My application runs the same sequence of kernels several times for different chunks of data.
I'm trying to overlap transfer with running kernels, specifically, I want to transfer the next piece of data while the current one is being processed.
The input data is stored in 4K-aligned host memory for which clCreateBuffer was called with CL_MEM_USE_HOST_PTR flag (i. e. in pinned memory). The transfers to GPU are done using clCopyBuffer calls which are indeed faster than calling clEnqueueWriteBuffer for regular host memory blocks.
In order to overlap transfer with compute I'm trying to use two different queues (in the same manner as streams are used in CUDA).
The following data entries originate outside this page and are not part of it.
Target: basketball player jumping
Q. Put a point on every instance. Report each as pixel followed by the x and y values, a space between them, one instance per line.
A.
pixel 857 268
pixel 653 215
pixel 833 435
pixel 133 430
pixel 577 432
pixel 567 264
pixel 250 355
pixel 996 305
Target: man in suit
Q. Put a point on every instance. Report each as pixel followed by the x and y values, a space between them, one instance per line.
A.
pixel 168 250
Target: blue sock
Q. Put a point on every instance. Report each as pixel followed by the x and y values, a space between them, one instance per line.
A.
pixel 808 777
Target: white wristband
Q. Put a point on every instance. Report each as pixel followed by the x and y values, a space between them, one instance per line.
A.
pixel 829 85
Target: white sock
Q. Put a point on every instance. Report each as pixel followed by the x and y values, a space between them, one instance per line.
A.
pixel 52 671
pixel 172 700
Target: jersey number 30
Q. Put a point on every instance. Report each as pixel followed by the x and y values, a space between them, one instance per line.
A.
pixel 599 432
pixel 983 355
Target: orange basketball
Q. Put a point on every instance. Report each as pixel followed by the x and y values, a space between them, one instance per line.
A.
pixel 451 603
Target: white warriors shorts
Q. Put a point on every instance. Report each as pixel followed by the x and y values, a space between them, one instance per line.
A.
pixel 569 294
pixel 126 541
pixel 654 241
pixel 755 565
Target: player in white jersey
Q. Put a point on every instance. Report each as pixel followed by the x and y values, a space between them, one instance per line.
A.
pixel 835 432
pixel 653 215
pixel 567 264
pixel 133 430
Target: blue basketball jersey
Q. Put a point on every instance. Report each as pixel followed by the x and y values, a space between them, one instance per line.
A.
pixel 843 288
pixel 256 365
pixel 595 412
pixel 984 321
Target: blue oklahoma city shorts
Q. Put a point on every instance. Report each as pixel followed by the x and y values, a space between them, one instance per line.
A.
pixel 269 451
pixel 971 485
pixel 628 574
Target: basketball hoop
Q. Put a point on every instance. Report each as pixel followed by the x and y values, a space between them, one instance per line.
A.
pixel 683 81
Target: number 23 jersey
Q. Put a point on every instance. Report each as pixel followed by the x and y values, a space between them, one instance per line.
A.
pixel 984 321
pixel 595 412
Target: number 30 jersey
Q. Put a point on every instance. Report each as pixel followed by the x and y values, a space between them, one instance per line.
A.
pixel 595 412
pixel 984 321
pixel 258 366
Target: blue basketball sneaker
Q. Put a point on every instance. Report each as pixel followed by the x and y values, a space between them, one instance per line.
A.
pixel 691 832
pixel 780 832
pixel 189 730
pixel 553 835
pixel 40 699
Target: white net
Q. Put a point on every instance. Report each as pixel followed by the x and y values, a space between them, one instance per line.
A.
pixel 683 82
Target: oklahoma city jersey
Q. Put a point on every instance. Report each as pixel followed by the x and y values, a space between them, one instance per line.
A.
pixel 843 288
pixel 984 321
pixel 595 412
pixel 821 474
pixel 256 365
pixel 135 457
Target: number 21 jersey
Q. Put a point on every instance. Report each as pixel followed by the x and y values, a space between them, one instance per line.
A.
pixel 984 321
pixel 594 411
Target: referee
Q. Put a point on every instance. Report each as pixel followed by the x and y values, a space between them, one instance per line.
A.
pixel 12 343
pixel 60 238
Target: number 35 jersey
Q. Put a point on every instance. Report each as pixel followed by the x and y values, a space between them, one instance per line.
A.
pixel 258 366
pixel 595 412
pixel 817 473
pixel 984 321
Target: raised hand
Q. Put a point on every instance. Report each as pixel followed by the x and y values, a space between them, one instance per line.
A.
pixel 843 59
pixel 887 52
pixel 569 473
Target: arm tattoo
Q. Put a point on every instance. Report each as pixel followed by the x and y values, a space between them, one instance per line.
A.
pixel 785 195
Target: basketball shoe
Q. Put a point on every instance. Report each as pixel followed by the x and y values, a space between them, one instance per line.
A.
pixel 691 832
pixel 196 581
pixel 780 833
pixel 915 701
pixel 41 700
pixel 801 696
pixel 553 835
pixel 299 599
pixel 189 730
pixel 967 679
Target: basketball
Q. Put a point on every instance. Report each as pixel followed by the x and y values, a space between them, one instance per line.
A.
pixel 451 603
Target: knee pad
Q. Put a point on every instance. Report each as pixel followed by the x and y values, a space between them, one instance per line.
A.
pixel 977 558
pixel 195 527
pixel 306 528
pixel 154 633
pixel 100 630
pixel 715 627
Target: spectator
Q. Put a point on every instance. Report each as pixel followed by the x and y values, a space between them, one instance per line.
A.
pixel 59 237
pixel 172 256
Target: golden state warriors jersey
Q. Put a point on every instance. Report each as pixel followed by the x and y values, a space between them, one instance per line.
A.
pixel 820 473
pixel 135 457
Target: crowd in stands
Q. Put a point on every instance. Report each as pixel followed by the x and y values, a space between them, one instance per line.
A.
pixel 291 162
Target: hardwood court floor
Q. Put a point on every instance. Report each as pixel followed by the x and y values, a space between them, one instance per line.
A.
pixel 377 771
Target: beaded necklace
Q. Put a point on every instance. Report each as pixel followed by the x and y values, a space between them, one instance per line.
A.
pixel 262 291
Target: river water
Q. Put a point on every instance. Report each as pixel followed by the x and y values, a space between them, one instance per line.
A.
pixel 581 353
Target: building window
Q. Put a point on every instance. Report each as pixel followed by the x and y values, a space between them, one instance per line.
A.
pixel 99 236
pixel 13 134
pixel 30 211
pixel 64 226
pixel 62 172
However, this results in sequential execution. The only sample in SDK I found on the subject is TransferOverlap, but using CL_MEM_USE_PERSISTENT_MEM_AMD does not seem to be a viable option for my case. There is no way to get input data in such buffers straight away, so I'll have to copy to that memory on the host first. This results in CPU load spike, in addition, it doubles memory consumption. Also, host->gpu transfer rate will be suboptimal.
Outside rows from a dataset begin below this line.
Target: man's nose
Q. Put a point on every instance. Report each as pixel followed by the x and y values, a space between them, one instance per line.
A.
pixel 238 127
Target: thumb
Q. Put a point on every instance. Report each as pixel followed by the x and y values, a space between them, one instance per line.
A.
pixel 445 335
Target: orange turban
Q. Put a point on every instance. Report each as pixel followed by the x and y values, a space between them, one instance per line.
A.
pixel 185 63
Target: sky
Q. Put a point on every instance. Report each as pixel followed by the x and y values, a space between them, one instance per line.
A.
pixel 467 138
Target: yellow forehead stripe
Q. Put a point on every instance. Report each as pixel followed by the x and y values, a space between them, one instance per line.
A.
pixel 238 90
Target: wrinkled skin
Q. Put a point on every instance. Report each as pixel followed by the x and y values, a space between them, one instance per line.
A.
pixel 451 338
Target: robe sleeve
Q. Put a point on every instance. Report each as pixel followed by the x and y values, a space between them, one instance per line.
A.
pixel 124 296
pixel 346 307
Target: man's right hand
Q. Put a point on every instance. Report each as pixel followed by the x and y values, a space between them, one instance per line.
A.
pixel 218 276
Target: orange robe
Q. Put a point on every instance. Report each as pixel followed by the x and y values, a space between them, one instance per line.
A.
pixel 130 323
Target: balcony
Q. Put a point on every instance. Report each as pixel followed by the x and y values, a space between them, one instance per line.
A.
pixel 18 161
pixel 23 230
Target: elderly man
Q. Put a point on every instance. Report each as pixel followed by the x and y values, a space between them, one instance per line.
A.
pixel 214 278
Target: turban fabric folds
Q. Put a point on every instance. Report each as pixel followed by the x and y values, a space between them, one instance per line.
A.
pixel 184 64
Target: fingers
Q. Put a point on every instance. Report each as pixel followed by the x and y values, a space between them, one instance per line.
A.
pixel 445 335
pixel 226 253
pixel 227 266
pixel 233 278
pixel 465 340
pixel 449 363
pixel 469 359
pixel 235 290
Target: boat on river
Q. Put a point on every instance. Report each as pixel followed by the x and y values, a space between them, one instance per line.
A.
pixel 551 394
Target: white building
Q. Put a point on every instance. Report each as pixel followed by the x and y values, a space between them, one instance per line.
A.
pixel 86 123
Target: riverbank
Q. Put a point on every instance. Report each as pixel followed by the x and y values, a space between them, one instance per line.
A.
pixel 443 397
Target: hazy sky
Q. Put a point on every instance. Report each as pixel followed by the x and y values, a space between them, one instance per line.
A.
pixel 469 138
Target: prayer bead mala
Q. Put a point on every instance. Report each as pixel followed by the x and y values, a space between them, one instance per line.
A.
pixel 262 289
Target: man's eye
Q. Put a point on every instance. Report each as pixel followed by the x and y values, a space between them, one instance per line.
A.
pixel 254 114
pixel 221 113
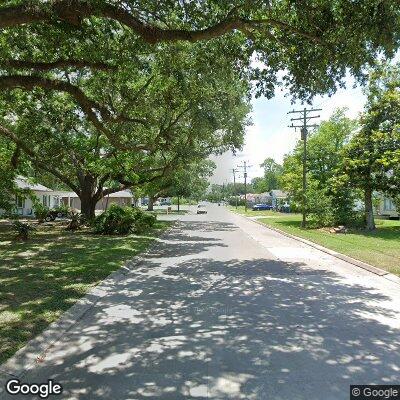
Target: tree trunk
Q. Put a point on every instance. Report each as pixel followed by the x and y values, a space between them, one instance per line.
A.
pixel 369 211
pixel 88 206
pixel 150 206
pixel 88 196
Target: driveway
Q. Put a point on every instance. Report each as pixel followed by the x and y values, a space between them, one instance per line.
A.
pixel 224 308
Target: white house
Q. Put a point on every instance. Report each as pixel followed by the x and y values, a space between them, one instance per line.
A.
pixel 278 197
pixel 387 208
pixel 54 198
pixel 24 206
pixel 71 199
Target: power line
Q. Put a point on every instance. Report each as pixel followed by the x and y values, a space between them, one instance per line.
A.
pixel 305 118
pixel 245 166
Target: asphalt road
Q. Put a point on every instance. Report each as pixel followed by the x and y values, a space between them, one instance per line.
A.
pixel 224 308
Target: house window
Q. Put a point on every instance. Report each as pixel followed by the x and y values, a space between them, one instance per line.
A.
pixel 388 205
pixel 56 201
pixel 46 200
pixel 20 201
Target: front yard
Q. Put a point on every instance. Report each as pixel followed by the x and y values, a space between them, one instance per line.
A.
pixel 41 278
pixel 380 248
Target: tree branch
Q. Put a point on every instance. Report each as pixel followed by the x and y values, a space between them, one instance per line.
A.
pixel 74 11
pixel 47 66
pixel 88 106
pixel 35 158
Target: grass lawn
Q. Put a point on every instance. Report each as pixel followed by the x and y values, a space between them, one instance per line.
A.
pixel 46 275
pixel 380 248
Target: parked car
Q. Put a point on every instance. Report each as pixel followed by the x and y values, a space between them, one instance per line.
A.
pixel 261 207
pixel 201 209
pixel 53 214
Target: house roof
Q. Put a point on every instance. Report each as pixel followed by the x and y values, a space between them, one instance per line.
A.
pixel 278 193
pixel 121 193
pixel 23 183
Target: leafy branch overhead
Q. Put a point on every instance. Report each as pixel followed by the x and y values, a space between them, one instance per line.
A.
pixel 309 40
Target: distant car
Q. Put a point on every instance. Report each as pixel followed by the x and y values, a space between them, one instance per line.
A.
pixel 201 209
pixel 261 207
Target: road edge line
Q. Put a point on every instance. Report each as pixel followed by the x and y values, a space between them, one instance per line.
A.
pixel 375 270
pixel 36 350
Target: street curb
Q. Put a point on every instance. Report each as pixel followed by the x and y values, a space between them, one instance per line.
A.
pixel 36 350
pixel 353 261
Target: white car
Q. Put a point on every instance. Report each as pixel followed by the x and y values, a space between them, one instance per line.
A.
pixel 201 209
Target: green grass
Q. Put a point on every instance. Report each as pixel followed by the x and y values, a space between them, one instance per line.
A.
pixel 43 277
pixel 380 248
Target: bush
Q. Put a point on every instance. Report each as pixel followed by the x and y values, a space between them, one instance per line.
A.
pixel 63 210
pixel 41 211
pixel 119 220
pixel 143 220
pixel 22 229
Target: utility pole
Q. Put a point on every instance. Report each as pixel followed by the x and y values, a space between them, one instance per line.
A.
pixel 234 170
pixel 245 166
pixel 304 131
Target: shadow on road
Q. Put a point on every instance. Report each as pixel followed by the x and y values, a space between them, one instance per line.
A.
pixel 237 329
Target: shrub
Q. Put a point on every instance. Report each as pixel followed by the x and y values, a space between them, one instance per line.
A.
pixel 119 220
pixel 22 229
pixel 63 210
pixel 40 211
pixel 143 220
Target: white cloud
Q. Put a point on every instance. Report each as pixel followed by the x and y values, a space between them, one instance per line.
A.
pixel 269 136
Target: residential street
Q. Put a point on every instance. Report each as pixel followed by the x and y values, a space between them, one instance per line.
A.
pixel 224 308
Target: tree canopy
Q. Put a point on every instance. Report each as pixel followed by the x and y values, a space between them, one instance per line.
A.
pixel 309 40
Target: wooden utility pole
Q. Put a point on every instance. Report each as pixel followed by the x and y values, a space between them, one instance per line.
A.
pixel 304 131
pixel 245 166
pixel 234 170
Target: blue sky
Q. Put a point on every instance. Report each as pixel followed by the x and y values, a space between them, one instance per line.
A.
pixel 269 136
On CUDA the same technique works nicely: there are two queues on devices with compute capability 1.1-3.0, one of them executes transfers from and to host, the other one executes kernels. Commands from two queues can run in parallel (and this works in fact).
Are AMD GPUs capable of transferring data to GPU parallel to executing kernels when input data is not stored in CL_MEM_USE_PERSISTENT_MEM_AMD buffers?